Пока они умывались, пока собрали обед – Николай Федорович уточнил, какой у них намечается график. Выяснилось, что никто жестко время не согласовывал, ждали их приезда, и сейчас к портному пошлют посыльного, может, и сегодня примет, нет – так завтра. Светлое время суток уже хорошо прибавилось, так что, действительно, можно было и сегодня, как и оказалось – вернувшийся посыльный сказал, что мастер будет их ждать через пару часов, которые князь потратил на разговор о новостях с Петром и Торгашом, а остальные их слушали и отдыхали после поездки. Серьезных новостей не было, разве что – отправили один небольшой обоз с провизией подходящему полку, но было важное уточнение на будущее – Петр приставил людей Торгаша присматривать за орденскими складами в порту (теми самыми, что они поджигали зимой, да толком не сожгли, как выяснилось – были они в разных местах, а кое-где даже каменными). Как оказалось, и бургомистр своих же людей для того же раньше поставил, но обошлось без стычек или драк – просто надо было эту проблему как-то решить. Похоже, были запасы-то еще в этих складах… И еще выяснилось, что не совсем понятно, чьи те башни и готовые части новых стен, что в городе помимо старого замка есть – то ли они считались собственностью города, то ли – Ливонского ордена. Это тоже надо было уточнить, а так – все было хорошо. Народ в замке потихоньку налаживал контакты с городом, Пимен возобновил ненадолго прерванные старые знакомства, приглашая людей теперь в замок (и знакомя их с Петром). Ван Баарен также несколько раз заезжал кое с кем из магистрата, в общем, процесс пошел, как говорил один деятель…

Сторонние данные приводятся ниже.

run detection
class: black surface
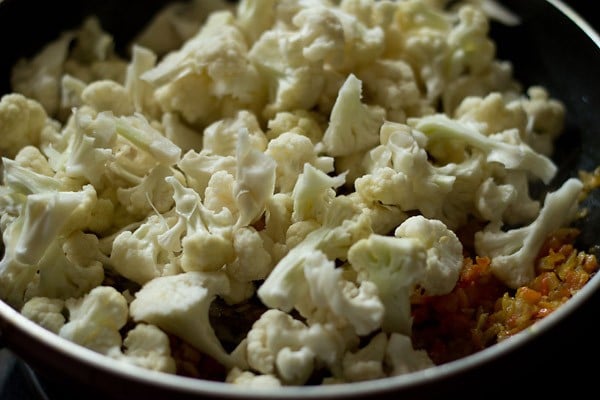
[0,0,600,400]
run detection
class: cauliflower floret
[342,332,387,382]
[58,286,129,355]
[258,192,371,311]
[225,227,273,282]
[266,110,326,144]
[322,74,385,156]
[348,234,427,335]
[357,59,426,123]
[130,272,234,368]
[11,32,74,115]
[124,43,160,119]
[110,215,180,285]
[354,122,456,217]
[142,11,265,127]
[177,150,237,197]
[408,114,557,183]
[394,215,463,296]
[0,93,48,158]
[240,309,348,385]
[118,324,177,374]
[13,145,54,175]
[265,132,334,193]
[81,79,135,116]
[161,113,203,153]
[202,110,267,156]
[116,164,177,217]
[475,178,583,288]
[21,297,66,333]
[523,86,565,156]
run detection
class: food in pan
[0,0,598,386]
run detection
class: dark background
[0,0,600,400]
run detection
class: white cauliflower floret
[409,114,557,183]
[292,164,345,222]
[81,79,135,116]
[225,227,273,282]
[233,129,277,227]
[130,272,234,368]
[57,74,87,116]
[455,92,527,138]
[322,74,385,156]
[354,122,456,217]
[202,110,267,156]
[142,11,265,127]
[11,32,74,115]
[161,112,203,153]
[166,177,235,271]
[265,193,294,243]
[342,332,387,382]
[248,30,325,118]
[20,297,66,333]
[25,231,104,299]
[266,110,326,144]
[294,250,384,336]
[240,309,348,385]
[523,86,565,156]
[265,132,334,193]
[59,286,129,355]
[118,324,176,374]
[357,59,432,123]
[116,164,176,217]
[110,215,180,285]
[0,93,48,158]
[236,0,278,43]
[177,150,237,197]
[344,332,435,382]
[13,145,54,175]
[475,171,540,225]
[348,234,427,335]
[394,215,463,296]
[124,43,161,118]
[475,178,583,288]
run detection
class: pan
[0,0,600,399]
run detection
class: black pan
[0,0,600,399]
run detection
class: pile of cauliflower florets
[0,0,582,386]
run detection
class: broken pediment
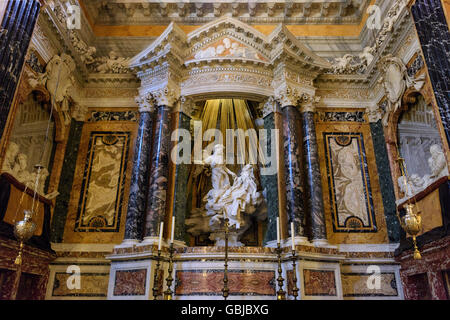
[186,37,268,63]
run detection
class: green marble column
[172,98,193,243]
[370,119,402,243]
[261,99,279,245]
[50,119,84,242]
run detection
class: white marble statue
[186,145,266,246]
[2,142,19,174]
[397,144,449,203]
[428,144,448,180]
[2,142,53,198]
[29,53,75,125]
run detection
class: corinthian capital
[152,87,179,107]
[259,96,277,118]
[135,93,155,113]
[275,85,300,108]
[178,96,195,117]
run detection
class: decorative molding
[82,0,370,25]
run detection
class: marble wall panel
[64,114,137,243]
[175,269,276,296]
[52,272,109,298]
[303,269,337,297]
[114,269,147,296]
[75,131,130,232]
[323,132,377,232]
[341,272,399,298]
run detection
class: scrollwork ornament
[275,86,301,108]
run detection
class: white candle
[158,222,164,251]
[170,216,175,243]
[277,218,280,243]
[291,222,295,251]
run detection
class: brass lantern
[400,204,422,260]
[397,147,422,260]
[14,210,36,265]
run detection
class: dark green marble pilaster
[50,119,84,242]
[261,113,279,245]
[370,120,402,243]
[173,112,191,242]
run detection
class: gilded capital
[177,96,195,117]
[275,85,300,108]
[259,96,277,118]
[152,86,179,107]
[135,93,155,113]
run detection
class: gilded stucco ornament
[366,105,382,123]
[275,85,301,108]
[152,86,179,107]
[300,93,322,113]
[331,0,407,74]
[29,53,75,125]
[135,93,155,113]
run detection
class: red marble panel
[175,270,275,296]
[303,269,337,296]
[114,269,147,296]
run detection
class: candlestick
[170,216,175,243]
[277,218,280,243]
[291,222,295,251]
[222,213,230,300]
[292,250,300,300]
[164,242,174,300]
[276,243,286,300]
[153,250,161,300]
[158,222,164,251]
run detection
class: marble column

К портному они выехали верхами. Жил он не так далеко, в центре, как большинство торговцев и мастеров, работающих для богатой верхушки, и их группа ехала шагом, с интересом осматриваясь по пути. Глазели и на них – руководство их Ордена само не носило приметных белых повязок с красным знаком (как-то с самого начала так сложилось – в отряде их и так все знали), но все горожане понимали, что никем другим всадники, выехавшие из сменившей хозяев крепости, быть не могут. Участок, где стоял дом мастера Лео (как его представил Петр, поехавший с ними) оказался с улицы небольшим, но вытянутым вглубь. Хоть и предупрежденный, слуга, что открыл им ворота, посматривал с некоторой опаской (они были не в доспехах, конечно, но кое-что из оружия все же прихватили). Конюшня, что у мастера была, явно не смогла бы вместить всех, и коней после небольшой заминки оставили во дворе под присмотром сопровождавших воинов (охрана была, разумеется), а сами выдвинулись к боковому крыльцу, куда повел их тот же слуга. Сразу за слугой шел князь, а уже за ним – плотной кучкой все остальные, когда дверь распахнулась, и на невысокое, по колено где-то, крыльцо, выскочила…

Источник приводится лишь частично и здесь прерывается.